LD structure of chromosome 5q31-33 in CHB + JPT (Northeast Asians) and Thais (Southeast Asians). A A map of 49 SNPs. B Pairwise r 2 in CHB + JPT. C Pairwise r 2 in Thais. White, shades of gray, and black squares indicate no LD (r 2 = 0), intermediate LD (0 < r 2 < 1), and strong LD (r 2 = 1), respectively. The haplotype blocks indicated by bold black lines were defined via the default definition of confidence intervals (Gabriel et al. 2002) in Haploview software

In block 1, the same four common haplotypes (population frequency ≥0.05) were observed in Thais and in CHB + JPT. In addition, the same two common haplotypes were observed in block 2. In YRI, four common haplotypes were observed for the 26 SNPs in block 1 of the Asian populations, and only one of these haplotypes was found in the Asian populations. For block 2, containing seven SNPs, five common haplotypes were observed in YRI, and two haplotypes present in the Asian populations were included. Interestingly, the structure of LD and the haplotypes in CEU were found to be similar to those of the Asian populations (data not shown), regardless of the difference in allele frequency at each SNP. These observations imply that few historical recombination events have occurred in these regions after the ancestors of Asian and European populations diverged from the ancestors of Africans.

Transferability of tagging SNPs

We tested the transferability of tagging SNPs obtained from Northeast Asians (i.e., CHB + JPT), and then applied them to Thais.
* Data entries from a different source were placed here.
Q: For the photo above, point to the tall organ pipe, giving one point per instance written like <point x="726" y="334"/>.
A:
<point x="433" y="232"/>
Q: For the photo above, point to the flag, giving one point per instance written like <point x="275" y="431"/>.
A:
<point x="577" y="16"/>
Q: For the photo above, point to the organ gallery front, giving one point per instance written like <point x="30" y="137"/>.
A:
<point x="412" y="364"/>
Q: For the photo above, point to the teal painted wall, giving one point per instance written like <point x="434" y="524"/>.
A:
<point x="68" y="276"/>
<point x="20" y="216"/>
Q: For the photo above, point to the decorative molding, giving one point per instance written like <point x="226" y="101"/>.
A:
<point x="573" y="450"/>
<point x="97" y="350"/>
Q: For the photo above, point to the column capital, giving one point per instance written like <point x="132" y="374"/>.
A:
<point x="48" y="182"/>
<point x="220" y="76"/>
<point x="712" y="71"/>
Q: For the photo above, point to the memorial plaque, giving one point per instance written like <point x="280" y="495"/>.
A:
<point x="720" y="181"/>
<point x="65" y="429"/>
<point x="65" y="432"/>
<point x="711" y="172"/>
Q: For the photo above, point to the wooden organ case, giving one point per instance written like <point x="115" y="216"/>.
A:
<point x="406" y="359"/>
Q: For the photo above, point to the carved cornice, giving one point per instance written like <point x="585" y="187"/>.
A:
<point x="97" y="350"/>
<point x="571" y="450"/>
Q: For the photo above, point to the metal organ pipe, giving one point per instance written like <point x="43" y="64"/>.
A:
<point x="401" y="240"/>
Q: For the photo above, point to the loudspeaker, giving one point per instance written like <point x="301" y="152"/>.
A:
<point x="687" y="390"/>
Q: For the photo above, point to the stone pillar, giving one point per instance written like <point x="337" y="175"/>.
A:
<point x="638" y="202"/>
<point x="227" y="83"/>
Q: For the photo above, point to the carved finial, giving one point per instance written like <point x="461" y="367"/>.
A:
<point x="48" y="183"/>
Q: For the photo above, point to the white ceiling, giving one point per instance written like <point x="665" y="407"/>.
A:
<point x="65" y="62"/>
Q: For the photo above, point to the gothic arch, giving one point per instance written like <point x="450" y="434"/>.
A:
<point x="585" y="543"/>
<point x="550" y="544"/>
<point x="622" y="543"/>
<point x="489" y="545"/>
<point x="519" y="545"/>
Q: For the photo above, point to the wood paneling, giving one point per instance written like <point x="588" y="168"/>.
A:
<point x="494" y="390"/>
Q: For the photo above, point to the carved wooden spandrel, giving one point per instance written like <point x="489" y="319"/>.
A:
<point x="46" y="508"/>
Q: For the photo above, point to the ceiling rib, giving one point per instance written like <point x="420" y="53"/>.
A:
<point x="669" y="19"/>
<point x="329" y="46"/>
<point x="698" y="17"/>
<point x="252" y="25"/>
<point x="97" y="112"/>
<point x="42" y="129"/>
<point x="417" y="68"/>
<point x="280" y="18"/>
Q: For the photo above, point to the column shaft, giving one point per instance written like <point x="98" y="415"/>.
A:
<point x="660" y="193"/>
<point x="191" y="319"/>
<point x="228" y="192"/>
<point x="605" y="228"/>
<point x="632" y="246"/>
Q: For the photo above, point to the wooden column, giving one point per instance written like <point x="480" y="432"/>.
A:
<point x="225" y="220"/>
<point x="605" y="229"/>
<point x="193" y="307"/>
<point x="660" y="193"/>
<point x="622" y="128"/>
Since the Thai population showed genetic similarity to CHB and JPT, both populations were considered here. Out of 49 SNPs, 13 SNPs were selected as tagging SNPs based on the HapMap data of CHB + JPT. Among 36 non-tagging SNPs in Thais, 32 SNPs were found to be captured with r 2 ≥ 0.8 by the 13 tagging SNPs. The mean maximum r 2 of these 32 SNPs was 0.979. The remaining four untaggable SNPs showed a mean maximum r 2 of 0.679. From these results, we can say that the tagging SNPs obtained from CHB + JPT are highly transferable to the Thai population.

Discussion

Both pairwise F st and STRUCTURE analyses revealed genetic similarities between Southeast Asian (Thais) and Northeast Asian (CHB + JPT) populations. This result is in accordance with that reported in a previous study based on autosomal microsatellite markers (Rolf et al. 1998). In addition, the structure of LD on chromosome 5q31-33 and haplotypes in the LD blocks were also similar between Thais and CHB + JPT. Since the number of LD blocks is smaller in CHB + JPT than in Thais, and the average size of LD blocks is larger in CHB + JPT than in Thais, the genetic diversity in Northeast Asians is thought to be smaller than in Southeast Asians. This may reflect the effects of a bottleneck that occurred in the ancestors of Northeast Asians. Compared to the time of divergence between European and Asian ancestors, the divergence between Northeast Asian and Southeast Asian ancestors appears to have occurred more recently.

Our results indicate a high transferability of tagging SNPs on 5q31-33 from CHB + JPT to Thais. High transferability has also been reported for drug-related genes (Mahasirimongkol et al. 2006). We therefore conclude that tagging SNPs selected from CHB + JPT captures common variants well, at least in Thais and probably in Southeast Asians as a whole, and that the genotype information of CHB + JPT is very useful for association studies in Southeast Asians. A number of studies have also attempted to measure the transferability of tagging SNPs in non-HapMap populations, including Korean (Lim et al. 2006; Yoo et al. 2006), Spanish (Ribas et al. 2006), Estonian (Montpetit et al. 2006), and 12 population isolates from Europe (Service et al. 2007). Together with the present study, we conclude that tagging SNPs selected from the HapMap populations are highly portable to other populations from the same continent.